I. Motion in Limine No. 4

In Motion in Limine No. 4 (Doc. 168), SLU asks the Court to bar Vandervelden's hired expert Dr. Charles Kodner, or any other witness, from giving the following opinion:

Based on review of these materials I believe the standard of care required that at the time of the June 30th visit the patient should have been scheduled to see an ENT for a consultation and biopsy within days of that visit and in no event longer than 10 days following that visit.
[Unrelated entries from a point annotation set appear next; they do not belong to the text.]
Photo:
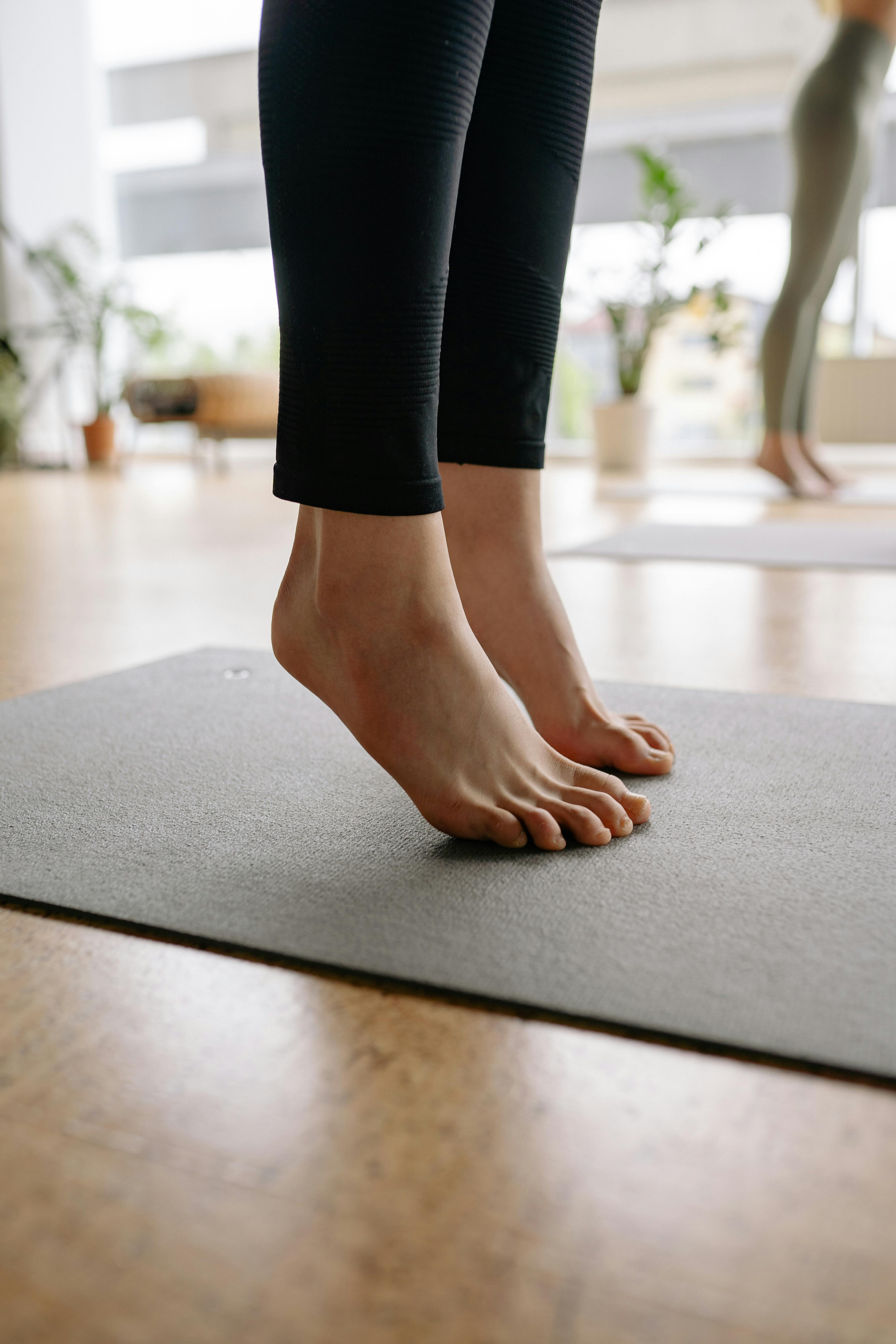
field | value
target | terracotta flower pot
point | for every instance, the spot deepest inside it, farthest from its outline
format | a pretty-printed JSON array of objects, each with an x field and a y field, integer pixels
[
  {"x": 100, "y": 440},
  {"x": 622, "y": 435}
]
In fact, the manner in which the referral was accomplished on July 31st should have been how it was accomplished on June 30th

SLU argues these opinions are untimely when they were not disclosed until November 22, 2021. Vandervelden's deadline for disclosing expert witnesses was August 14, 2020, and her deadline for disclosing rebuttal witnesses was May 24, 2021. SLU notes that Dr. Kodner had the information required to timely disclose this opinion within his first report and argues that late disclosure is not permitted simply because “another idea” pops into the mind of an expert.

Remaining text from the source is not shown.